Windowsのローカルアカウントおよびドメインアカウントに対するセルフサービス権限昇格機能
PAM360では、エージェントを利用して、エンドポイント上でユーザー自身が権限を一時的に昇格できる(セルフサービス権限昇格)ように設定可能です。このエージェントがインストールされているリソースでは、アカウントのアクセス制御が有効であっても、セルフサービス権限昇格の設定が優先されます。つまり、ユーザーは特権アカウントの認証情報を必要とせず、権限が昇格されたPAM360のアカウント経由で対象リソースにログインすれば、特定のファイル(CMD、EXE、MSI、MSC、BAT)を実行できます。
セルフサービス権限昇格により、業務遂行に必要な、標準ユーザーが通常許可されていない特権操作が実行可能になります。この機能では、ユーザーのリクエストが自動的に承認され、権限が一時的に昇格されます。作業が完了すると、アプリケーションの特権は取り消され、リソースの認証情報が自動的にローテーションされます。
この機能は、ジャストインタイム(JIT)特権昇格とは仕組みが異なります。ジャストインタイム特権昇格では、承認ワークフローを経て、一定の時間に限定して特権が付与されます。

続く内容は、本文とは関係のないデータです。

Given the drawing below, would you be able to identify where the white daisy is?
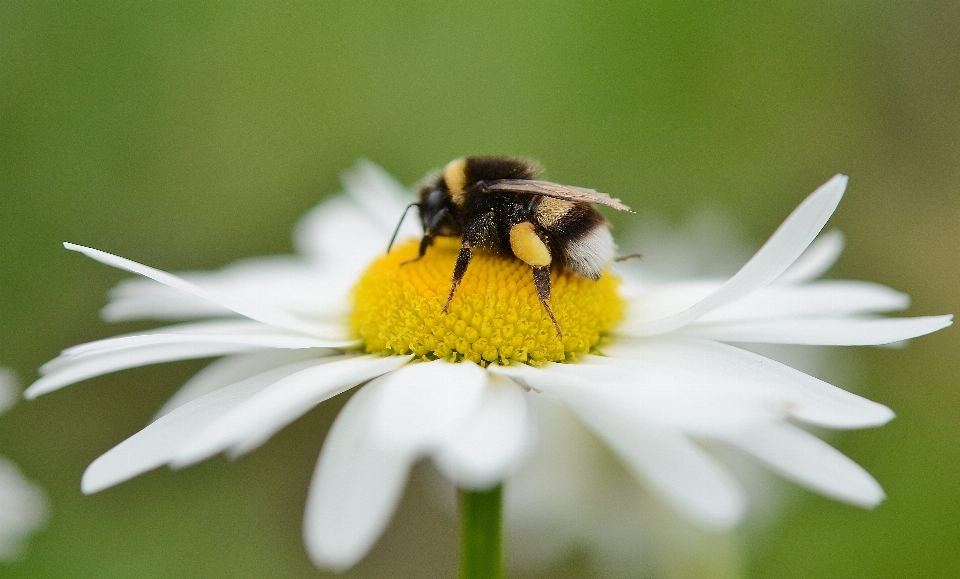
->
[27,163,951,570]
[0,368,47,560]
[506,215,850,578]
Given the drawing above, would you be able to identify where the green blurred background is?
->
[0,0,960,578]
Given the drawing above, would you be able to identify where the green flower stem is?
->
[459,485,504,579]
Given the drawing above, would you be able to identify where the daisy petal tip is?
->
[303,525,366,573]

その際、ユーザーは該当するセキュリティグループに自動的に追加され、制限時間を超えたら、グループから削除されます。セルフサービス権限昇格機能のユースケースとして、2つの例をご紹介します(他にもさまざまなユースケースが考えられます)。
- ある開発者は、リモートエンドポイントに特定のアプリケーションをインストールする必要があるが、必要な権限を持っていない。そこで、セルフサービス権限昇格を活用することで、特権アカウントに昇格し、インストーラーファイルを実行できるようになる。
- あるデータベース管理者は、Microsoft SQL Studioでメンテナンス操作を行う必要があるが、SQLインスタンスが稼働している端末に対してフルアクセス権を持っていない。そこで、セルフサービス権限昇格を活用することで、特権アカウント権限が付与され、SQL Studioを利用できるようになる。
PAM360上で適切な権限を持つ管理者やユーザーは、セルフサービスでの権限昇格に関するイベントのカスタムレポートを生成できます。